CD4+ T cells showed prompt response during the perioperative period
The 16,700 CD4^+^ T helper (Th) cells were divided into 7 clusters based on expression profiles (Fig. 3A, B and Table S5). According to the expression of canonical markers, C1 and C2 were annotated as naïve, C0 as exhausted and C3 as cytotoxic T cells. C0 highly expressed checkpoint molecule genes, including TIGIT, PDCD1, and CTLA4, which represented the characteristics of exhaustive T cells. C1 and C2 exhibited the characteristics of naive, in which the expression levels of TCF7, SELL, LEF1, and CCR7 were high, and the expression levels of marker genes of cytotoxic and effector T cells were very low. C3 highly expressed cytotoxic and effector cell marker genes, including GZMA, GNLY, PRF1, GAMB, MKG7, TNF, CX3 CR1, GZMH, and FGFBP2, so C3 was identified as cytotoxic T cells (Fig. 3C). Consistent to Fig. 3C, the cell subcluster annotation results were further confirmed by calculating the transcriptional scores of naive, exhaustion and cytotoxic in T cells of each cell cluster (Fig. 3D), where the marker list for score calculation were as described in Zheng et al. (2020). However, we did not find significant changes in CD4 Th subcluster compositions during perioperative period (Fig. 3E).Fig. 3. Clustering of C4 + Th cells during the perioperative period and scSTAR reveals a stimulus pattern of anesthesia-related CD4 + Th cells dynamics. A UMAP plots of CD4 + Th cells which were classified as 7 clusters. B UMAP plots of CD4 + Th cells from 4 time points. C Heatmap of Z-score normalized log2(count + 1) expression of selected T cell function-associated genes in each cell cluster. D Dot plot of representative naïve, exhaustive, and cytotoxic signatures, Z-score normalized log2(count + 1). E Changes of proportions of c0, c1, c2, and c3 in CD4 + Th cells during the perioperative period. F UMAP plot of 2 cell clusters of CD4 + Th cells processed with scSTAR. G UMAP plots of samples from 4 time points. H The association between scSTAR cell clustering results and time points using hypergeometric test, i.e., meaningful cells of C1 were derived from samples at 0 h post operation. I GO enrichment of marker genes of c0 and c1 processed with scSTAR
Next, CD4^+^ Th cell dynamics were profiled using scSTAR by comparing the before and after anesthesia. It was observed that the cells can be categorized into 2 clusters (Fig. 3F, G; Table S6), one was dominated by 0 h cells and the other was composed of cells from other time points (Fig. 3H), which indicated that CD4^+^ Th cells responded promptly and recovered soon within 24 h. GO analysis of the regulated genes specifically found in the two clusters indicated that anesthesia improved the response of CD4^+^ Th cells cytokines and the cytokines’ production (Fig. 3I).

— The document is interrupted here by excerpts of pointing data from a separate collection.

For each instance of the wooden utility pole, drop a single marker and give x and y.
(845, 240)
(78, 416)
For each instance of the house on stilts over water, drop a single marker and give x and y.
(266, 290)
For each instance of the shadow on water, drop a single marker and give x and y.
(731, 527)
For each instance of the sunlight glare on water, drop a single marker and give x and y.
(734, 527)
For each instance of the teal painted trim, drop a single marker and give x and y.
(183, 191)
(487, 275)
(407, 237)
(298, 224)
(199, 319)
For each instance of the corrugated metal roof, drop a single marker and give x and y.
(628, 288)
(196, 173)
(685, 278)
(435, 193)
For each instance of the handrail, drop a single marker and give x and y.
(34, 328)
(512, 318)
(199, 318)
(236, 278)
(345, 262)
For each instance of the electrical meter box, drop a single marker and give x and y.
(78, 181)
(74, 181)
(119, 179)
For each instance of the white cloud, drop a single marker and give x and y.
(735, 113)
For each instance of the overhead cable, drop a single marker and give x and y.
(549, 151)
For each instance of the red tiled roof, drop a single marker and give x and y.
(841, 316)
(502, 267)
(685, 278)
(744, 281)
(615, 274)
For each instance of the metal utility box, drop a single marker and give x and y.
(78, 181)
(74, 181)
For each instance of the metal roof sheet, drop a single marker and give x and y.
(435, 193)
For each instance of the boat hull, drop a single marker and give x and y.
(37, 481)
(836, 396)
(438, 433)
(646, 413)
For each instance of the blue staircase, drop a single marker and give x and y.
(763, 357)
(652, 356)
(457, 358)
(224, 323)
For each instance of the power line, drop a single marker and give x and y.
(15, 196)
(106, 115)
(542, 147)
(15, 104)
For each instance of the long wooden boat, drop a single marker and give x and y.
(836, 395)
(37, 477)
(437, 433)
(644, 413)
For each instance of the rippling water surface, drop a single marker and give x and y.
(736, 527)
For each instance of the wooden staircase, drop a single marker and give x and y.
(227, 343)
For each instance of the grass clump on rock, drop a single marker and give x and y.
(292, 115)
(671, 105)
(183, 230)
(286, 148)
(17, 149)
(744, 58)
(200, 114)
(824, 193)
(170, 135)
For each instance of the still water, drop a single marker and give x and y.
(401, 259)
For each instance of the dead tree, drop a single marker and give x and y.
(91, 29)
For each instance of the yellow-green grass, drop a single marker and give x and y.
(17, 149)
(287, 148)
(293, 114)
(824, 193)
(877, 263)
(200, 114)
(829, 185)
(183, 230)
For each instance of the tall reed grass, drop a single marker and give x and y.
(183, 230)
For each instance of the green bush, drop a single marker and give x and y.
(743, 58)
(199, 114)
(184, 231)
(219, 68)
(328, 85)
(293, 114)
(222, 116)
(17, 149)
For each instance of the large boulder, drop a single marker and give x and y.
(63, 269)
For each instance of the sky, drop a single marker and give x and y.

The 1131 Treg cells were categorized into two clusters (Fig. 4A, B and Table S7). Based on the expression of canonical markers (Fig. 4C), C0 was annotated as effector Treg (eTreg) as they had high expression of FOXP3 but low naïve markers, e.g., SELL, LEF1, TCF7. On the contrary, C1 had high expression of naïve markers but low FOXP3, therefore, this cluster was annotated as naïve Treg (nTreg). By interrogating the Treg clusters in different time points, we concluded that anesthesia did not affect Treg cluster compositions (Fig. 4D).Fig. 4. Clustering of Treg cells during the perioperative period and scSTAR reveals a stimulus pattern of anesthesia-related Treg cells dynamics. A UMAP plots of Treg cells which were classified as 2 clusters. B UMAP plots of Treg cells from 4 time points. C Heatmap of Z-score normalized log2(count + 1) expression of selected T cell function-associated genes in each cell cluster. D Changes of proportions of c0 and c1 in Treg cells during the perioperative period. E UMAP plot of 2 cell clusters processed with scSTAR. F UMAP plot of samples from 4 time points. G The association between scSTAR cell clustering results and time points using hypergeometric test. H. Biological process enriched from marker genes of C0–C2
Similar to Th cells, the Treg cell dynamic revealed by scSTAR also demonstrated a quick response pattern (Fig. 4E, F; Table S8). The response patterns can be categorized into two stages, i.e., 0 and 24–48 h (Fig. 4G). GO analysis results indicated that the immune regulation function of Treg cells were activated at 0 h (Fig. 4H). Taking the activation of Th cells at 0 h into consideration, the activity of Treg cells might be regarded as a counteract of immune activation. The functions of Treg continued to change during 24–48 h post operation, during which, energy related functions were more active (Fig. 4H).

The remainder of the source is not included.